This week brings the formal dedication of the city’s East Bank District, which runs roughly down Barksdale Boulevard from the river and consists of the only thing close to a traditional downtown within the municipality’s borders. The city spent a considerable sum to narrow the street and renovate it into a pedestrian- and bicycle-friendly avenue, hoping to anchor a district of food, drink, entertainment, and walk-in commercial establishments around the nexus of the East Bank Theatre, Flying Heart Brewery, and Li’l Italiano restaurant. Already it has brought back in Destiny Day Spa and Salon, which left years ago for the Louisiana Boardwalk.
The Boardwalk, which also will fall under new zoning regulations attached to the new district, was over a decade ago the city’s next try at importing something from the outside as a way to make itself more than just a bedroom neighborhood of Shreveport. Featuring now mainly chain stores from elsewhere, the outdoor mall has teetered on bankruptcy as the promise Bossier City politicians made, that if it offered enough items for sale people would come to spend the city into prosperity, never panned out.
These new regulations would permit carrying of open containers of alcohol from 10 AM until 2 AM the next day and would extend also to a remnant of the original strategy followed by the city, to jumpstart things by hosting as many casinos as possible. The oldest, the Horseshoe, and the newest, Margaritaville, the district envelops. Thus, one could careen south from Margaritaville to the Boardwalk, lose more money at the Horseshoe, then veer east down Barksdale, or in reverse, all with a drink in tow.

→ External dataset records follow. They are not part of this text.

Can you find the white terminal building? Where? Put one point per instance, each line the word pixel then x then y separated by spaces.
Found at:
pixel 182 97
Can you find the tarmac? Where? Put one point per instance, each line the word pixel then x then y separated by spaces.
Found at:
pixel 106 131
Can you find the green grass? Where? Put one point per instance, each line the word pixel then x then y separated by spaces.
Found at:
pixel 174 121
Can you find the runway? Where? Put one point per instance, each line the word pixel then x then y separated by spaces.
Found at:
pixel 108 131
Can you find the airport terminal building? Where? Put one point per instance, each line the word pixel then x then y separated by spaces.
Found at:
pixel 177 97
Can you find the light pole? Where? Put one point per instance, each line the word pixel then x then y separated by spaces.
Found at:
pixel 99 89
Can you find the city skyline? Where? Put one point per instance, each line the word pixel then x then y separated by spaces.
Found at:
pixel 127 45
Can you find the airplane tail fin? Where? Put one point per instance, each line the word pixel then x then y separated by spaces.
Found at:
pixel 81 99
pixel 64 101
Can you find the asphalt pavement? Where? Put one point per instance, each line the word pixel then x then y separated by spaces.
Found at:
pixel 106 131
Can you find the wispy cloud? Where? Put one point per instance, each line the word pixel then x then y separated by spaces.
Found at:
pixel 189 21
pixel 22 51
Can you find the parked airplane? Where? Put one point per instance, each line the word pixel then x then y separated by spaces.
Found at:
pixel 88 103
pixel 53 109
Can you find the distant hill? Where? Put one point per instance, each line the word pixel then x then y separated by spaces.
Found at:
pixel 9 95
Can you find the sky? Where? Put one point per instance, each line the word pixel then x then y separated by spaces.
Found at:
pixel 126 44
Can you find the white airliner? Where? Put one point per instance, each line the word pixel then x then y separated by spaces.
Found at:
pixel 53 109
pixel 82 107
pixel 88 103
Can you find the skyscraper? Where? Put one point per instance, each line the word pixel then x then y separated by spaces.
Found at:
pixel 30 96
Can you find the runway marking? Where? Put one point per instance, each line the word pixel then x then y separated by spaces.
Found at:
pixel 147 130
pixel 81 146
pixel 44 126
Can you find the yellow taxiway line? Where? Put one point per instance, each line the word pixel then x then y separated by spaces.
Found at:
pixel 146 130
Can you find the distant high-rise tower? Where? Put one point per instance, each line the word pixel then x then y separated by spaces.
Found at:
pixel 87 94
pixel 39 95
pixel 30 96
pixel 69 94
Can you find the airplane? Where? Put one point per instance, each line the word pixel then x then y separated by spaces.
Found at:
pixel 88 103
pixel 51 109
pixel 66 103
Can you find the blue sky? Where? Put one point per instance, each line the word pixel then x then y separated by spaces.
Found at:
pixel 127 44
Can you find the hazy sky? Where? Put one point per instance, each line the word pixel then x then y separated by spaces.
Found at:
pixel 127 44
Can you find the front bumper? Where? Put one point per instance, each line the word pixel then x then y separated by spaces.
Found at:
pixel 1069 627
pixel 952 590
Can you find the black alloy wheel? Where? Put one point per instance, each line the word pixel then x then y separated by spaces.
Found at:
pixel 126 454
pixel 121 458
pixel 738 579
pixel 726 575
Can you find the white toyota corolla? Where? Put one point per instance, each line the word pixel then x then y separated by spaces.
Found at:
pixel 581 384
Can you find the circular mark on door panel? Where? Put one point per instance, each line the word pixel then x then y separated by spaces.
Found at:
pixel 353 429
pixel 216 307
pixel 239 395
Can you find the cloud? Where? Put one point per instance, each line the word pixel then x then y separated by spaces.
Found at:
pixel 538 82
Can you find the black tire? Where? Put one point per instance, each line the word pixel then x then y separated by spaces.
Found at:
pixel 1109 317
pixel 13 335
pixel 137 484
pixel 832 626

Further, the city installed a festival plaza near the restaurant and brewery. Of course, Bossier City being as it is it would have to waste some money somewhere, and the plaza’s appearance from afar like the skeletal remains of a building burned down long ago reflects perhaps not the wisest artistic choice, as motorists who are first-time visitors crawling through the area view it and wish someone had finished building that parking garage.
Another possibly questionable decision involves the district bordering one of the municipality’s least exalted neighborhoods. Now known as Old Bossier and including Bossier High School, while a number of successful long-time natives may have grown up there, it has gone considerably downhill since. Whether some of the neighborhoods less-motivated denizens will start cruising the district and what criminal behavior they may bring will prove a policing challenge that if addressed unsatisfactorily will severely stunt the district’s potential.
The Bossier City Council likely will pass the revised ordinance Tuesday that implements all of this that tries something different. For the first time in decades, Bossier City will promote the idea of a critical mass of home-grown establishments as a way to give itself a distinctive identity. Maybe it’s taken so long because the previous incarnation of this strategy, if unplanned, produced the Bossier Strip, which extended to the north eastward up East Texas Street. Watering holes featuring patrons with more tattoos than teeth and lots of inebriated men with high-and-tights, illicit gambling, and strip clubs (some willing to let guys touch them and then some) didn’t exactly scream family- or tourism-friendly.
But in its quest to carve out its own distinctive identity, this tactic has the most chance of success. City politicians have a history of overpromising, but this venture actually may turn out as something which Bossier citizens and outsiders want to visit because it’s uniquely Bossier, not because of something unrelated to Bossier that just happens to exist in Bossier.